Aha -- I almost suggested that they could do some memoization, and indeed they are doing just that. The last 100 unique patterns are compiled and stored in a dictionary for future use. You could still thrash badly if your regex "working set" is more than 100 patterns, but for most people it's probably Good Enough. (Plus you could override re._MAXCACHE if you really want.)
Thanks for pointing out my error, and getting me to read the actual code instead of speculating. :)
I disagree. Python regexen are a royal pain compared to how they work in Perl. You know what would be pretty funny is if a rogue group of guerilla programmers hacked Perl style regex match and replace syntax into Python.

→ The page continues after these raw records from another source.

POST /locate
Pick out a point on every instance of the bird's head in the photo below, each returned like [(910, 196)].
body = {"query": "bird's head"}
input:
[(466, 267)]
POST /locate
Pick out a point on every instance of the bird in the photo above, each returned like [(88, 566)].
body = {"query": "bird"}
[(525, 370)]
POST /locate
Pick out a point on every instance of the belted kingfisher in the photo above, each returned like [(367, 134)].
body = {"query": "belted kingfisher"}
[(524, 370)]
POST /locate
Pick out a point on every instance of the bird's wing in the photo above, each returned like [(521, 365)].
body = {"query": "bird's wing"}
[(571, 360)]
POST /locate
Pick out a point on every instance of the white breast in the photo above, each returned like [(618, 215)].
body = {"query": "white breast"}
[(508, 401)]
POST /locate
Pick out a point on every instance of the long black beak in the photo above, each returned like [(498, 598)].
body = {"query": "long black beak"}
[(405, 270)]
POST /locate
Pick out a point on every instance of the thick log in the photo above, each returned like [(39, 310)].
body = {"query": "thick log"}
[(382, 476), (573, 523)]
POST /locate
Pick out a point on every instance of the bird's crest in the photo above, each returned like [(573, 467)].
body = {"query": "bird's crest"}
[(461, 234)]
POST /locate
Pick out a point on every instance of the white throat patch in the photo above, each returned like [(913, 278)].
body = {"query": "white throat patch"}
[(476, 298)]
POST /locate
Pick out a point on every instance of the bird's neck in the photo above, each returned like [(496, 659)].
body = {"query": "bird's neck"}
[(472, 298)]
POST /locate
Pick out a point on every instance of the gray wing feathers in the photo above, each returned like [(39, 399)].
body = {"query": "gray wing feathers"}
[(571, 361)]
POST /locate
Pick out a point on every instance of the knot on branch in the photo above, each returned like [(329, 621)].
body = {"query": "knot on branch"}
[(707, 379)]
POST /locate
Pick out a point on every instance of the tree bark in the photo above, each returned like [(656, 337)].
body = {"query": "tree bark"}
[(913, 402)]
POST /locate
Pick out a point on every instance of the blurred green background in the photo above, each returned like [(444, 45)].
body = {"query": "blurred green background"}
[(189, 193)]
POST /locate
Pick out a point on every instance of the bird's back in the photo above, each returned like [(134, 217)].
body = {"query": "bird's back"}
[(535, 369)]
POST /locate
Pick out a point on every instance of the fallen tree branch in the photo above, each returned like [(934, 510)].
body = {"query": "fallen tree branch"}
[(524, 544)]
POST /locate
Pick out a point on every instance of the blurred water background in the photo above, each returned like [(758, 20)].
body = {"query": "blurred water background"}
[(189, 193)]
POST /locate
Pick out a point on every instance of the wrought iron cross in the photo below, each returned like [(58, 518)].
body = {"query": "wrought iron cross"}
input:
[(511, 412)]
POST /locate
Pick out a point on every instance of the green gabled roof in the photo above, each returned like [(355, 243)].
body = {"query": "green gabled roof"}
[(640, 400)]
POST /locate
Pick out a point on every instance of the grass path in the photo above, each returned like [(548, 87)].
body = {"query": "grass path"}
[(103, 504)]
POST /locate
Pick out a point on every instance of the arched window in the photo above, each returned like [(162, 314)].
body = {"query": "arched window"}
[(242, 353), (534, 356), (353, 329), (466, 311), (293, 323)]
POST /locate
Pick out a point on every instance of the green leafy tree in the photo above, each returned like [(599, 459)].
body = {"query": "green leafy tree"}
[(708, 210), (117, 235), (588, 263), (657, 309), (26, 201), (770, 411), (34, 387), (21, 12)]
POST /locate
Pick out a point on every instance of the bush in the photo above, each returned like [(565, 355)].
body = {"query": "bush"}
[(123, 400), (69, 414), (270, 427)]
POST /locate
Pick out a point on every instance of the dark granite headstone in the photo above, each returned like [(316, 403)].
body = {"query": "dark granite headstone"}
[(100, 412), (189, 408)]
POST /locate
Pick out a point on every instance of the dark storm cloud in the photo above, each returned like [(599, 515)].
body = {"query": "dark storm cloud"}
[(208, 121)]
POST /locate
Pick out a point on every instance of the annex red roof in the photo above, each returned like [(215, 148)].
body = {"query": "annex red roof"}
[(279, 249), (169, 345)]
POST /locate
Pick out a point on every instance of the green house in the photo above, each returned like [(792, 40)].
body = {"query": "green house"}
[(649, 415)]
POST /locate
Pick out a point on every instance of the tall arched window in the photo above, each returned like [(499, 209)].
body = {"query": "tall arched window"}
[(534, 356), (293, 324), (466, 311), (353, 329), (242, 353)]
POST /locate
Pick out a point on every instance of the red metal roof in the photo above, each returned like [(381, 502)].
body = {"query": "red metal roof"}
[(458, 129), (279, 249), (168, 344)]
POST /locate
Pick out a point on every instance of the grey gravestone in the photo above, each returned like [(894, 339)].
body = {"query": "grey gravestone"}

Heheheh, boy would that get some bees in some bonnets on the Python dev ML. :)
I'm disappointed that Ruby isn't getting this type of attention. I think that Ruby strikes a good balance by allowing highly readable code like Python, but tolerating denser syntax for when you don't feel like talking to a 3-year-old.
However, it is good that Google is putting it's weight behind this project, because anybody who uses anything built on Python (which has weaseled its way into virtually everything nowadays) is going to experience a performance boost.
A programming language is what it's developers and users make of it. Python people have worked very very hard in the last 2 years to be ahead when everybody and their uncle were going ga-ga over Rails.
I actually don't have that much experience with Rails. I prefer Ruby over Python because of its flexibility -- Ruby doesn't force you to approach problems in a specific way just because the language designer decided that was the only way to do it.
Let's say, your brain groks ruby better than python and you feel more productive with
it's "flexibility". No need to dismiss the hard work of python developers over the last couple of years as "weaseled".
Maybe this "flexibility" you talk of is not all that cracked up to be for most of the programmers. Python flourishes because it too is opinionated in it's ways and a lot of people tend to agree with the set of choices made by the language designer.